Reeve Bernie Bailey said his position and Deputy-Reeve Trevor Seip’s positions were very busy, and Seip may not have known that when he let his name stand for the position, however other council members were not interested in making the deputy-reeve position one elected at-large.
Councillor Kevin Falconer pointed out that making the position an at-large position would immediately make it a popularity competition with Wingham residents at a distinct advantage. He pointed to the populations of the wards (as of 2016, Wingham had 59.4 per cent of North Huron’s 4,932 residents, with East Wawanosh and Blyth each having just over 20 per cent each).
“We could end up with two councillors for the Wingham Ward, and a Reeve and a Deputy-Reeve from the Wingham Ward,” he said. “Then council wouldn’t be balanced.”
He said if council chose to make the position an at-large position, it would force them to make further changes to council to keep it balanced.
Bailey disagreed, saying that right now North Huron’s Reeve and Deputy-Reeve are from Wingham, but for the previous three terms, the municipality’s Reeve was Neil Vincent, who was from East Wawanosh. He went on to say he found it “hard to believe any councillors would want to see harm done to any part of our society.”

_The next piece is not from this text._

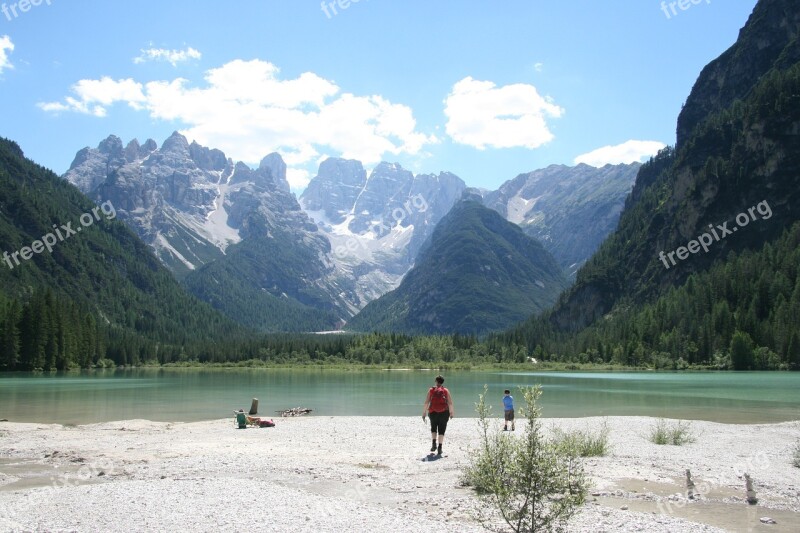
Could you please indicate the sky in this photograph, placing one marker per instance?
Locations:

Councillor Chris Palmer was very upset about the situation, wondering what the driving force behind the staff recommendation was. He felt things worked very well and he wouldn’t vote to change it. Bailey later explained the issue was part of council’s strategic plan, which had been set three years earlier, and had a due date of this year, which is why staff had pursued it.
Palmer, however, said comparing North Huron to other municipalities was a mistake, as the community was unique. He also said that he could see East Wawanosh residents wanting to “break away” if the change was made. “It’s that serious,” he said.

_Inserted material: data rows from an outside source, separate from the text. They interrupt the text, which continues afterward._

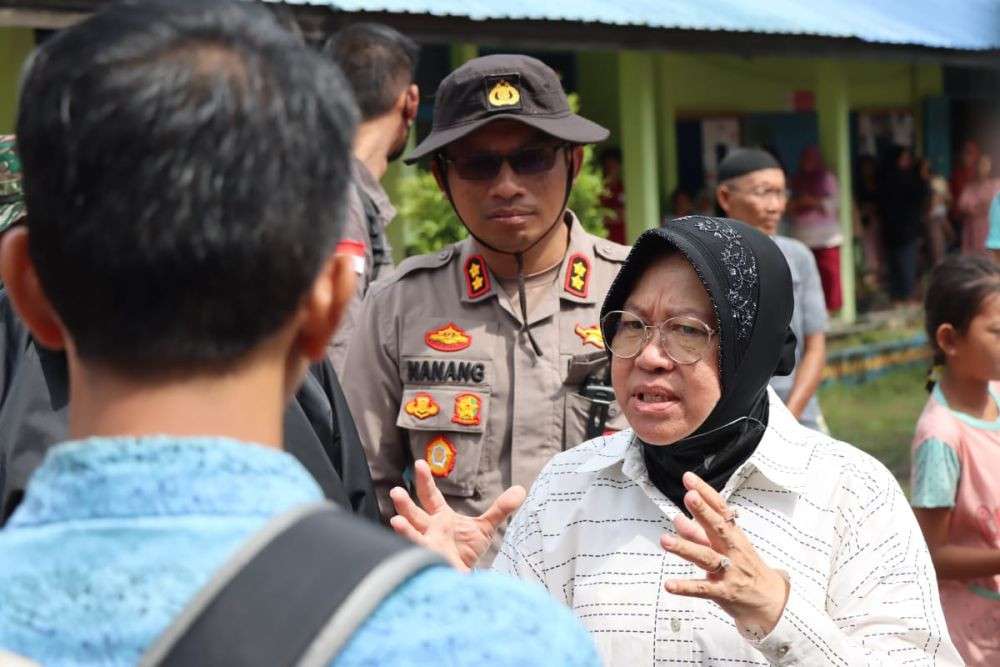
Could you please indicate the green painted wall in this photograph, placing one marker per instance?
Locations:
(15, 45)
(637, 100)
(597, 85)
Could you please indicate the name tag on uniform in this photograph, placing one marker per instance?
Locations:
(451, 370)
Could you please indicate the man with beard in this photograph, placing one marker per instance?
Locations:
(380, 65)
(485, 359)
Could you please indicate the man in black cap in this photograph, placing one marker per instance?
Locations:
(485, 359)
(752, 189)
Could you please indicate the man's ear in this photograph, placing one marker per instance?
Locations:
(325, 304)
(411, 102)
(25, 290)
(722, 195)
(439, 176)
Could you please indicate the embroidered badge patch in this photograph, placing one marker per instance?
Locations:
(467, 407)
(449, 338)
(590, 335)
(578, 276)
(502, 92)
(477, 277)
(440, 456)
(422, 406)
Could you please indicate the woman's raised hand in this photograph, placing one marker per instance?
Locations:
(736, 578)
(433, 524)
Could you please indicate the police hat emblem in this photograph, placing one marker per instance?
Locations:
(502, 92)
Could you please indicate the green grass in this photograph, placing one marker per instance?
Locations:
(878, 416)
(872, 337)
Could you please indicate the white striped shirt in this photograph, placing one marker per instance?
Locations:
(863, 589)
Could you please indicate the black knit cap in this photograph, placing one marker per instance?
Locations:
(513, 87)
(743, 161)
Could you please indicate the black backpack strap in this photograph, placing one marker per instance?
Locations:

Like Falconer, he felt if the change was made, council would be forced to go to five members: a reeve and deputy-reeve voted at large and three ward representatives.
“All of them could come from Wingham then,” he said of the two at-large positions, which would create a three-on-two mentality. “Then what happens to the voices of Blyth and East Wawanosh? It’s so much safer to keep the wards.”

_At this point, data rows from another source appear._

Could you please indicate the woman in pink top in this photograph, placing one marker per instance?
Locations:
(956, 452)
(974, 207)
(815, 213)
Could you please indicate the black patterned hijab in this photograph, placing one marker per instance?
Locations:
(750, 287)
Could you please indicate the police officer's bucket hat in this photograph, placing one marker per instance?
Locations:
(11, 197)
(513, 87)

He said the report was “lopsided” and didn’t paint a true picture of what the municipality looked like. Lamb, in his own defence, said he followed the statistics from other municipalities, and his report was “purely based on comparators.”
Seip said he had heard good arguments against the issue, but said status quo can’t be maintained just because Palmer said it should be kept that way.
“Just saying [that] is irresponsible,” he said. “That is my opinion.”
Falconer asked if there were any kind of promises made about representation when the three communities - Blyth, East Wawanosh and Wingham - amalgamated. Staff could find nothing in the documents regarding amalgamation, however Lamb said he couldn’t see any provincial document including such promises.
Palmer once again said the system they have works and the amount of money that could be saved by dropping to five members isn’t enough of a reason to change council. He also said that, by having a recommended motion of making the deputy-reeve an at-large position, it felt like he was “fighting an uphill battle” to try and have a fair and balanced discussion about it.
Councillor Anita van Hittersum took exception with the comparators being limited to municipalities with 5,000 residents or less, saying that North Huron has been growing since 2016 and still is, meaning that seven representatives may be the right number for the municipality.
After more discussion, council voted to defer the decision until July 5, when other issues could be discussed.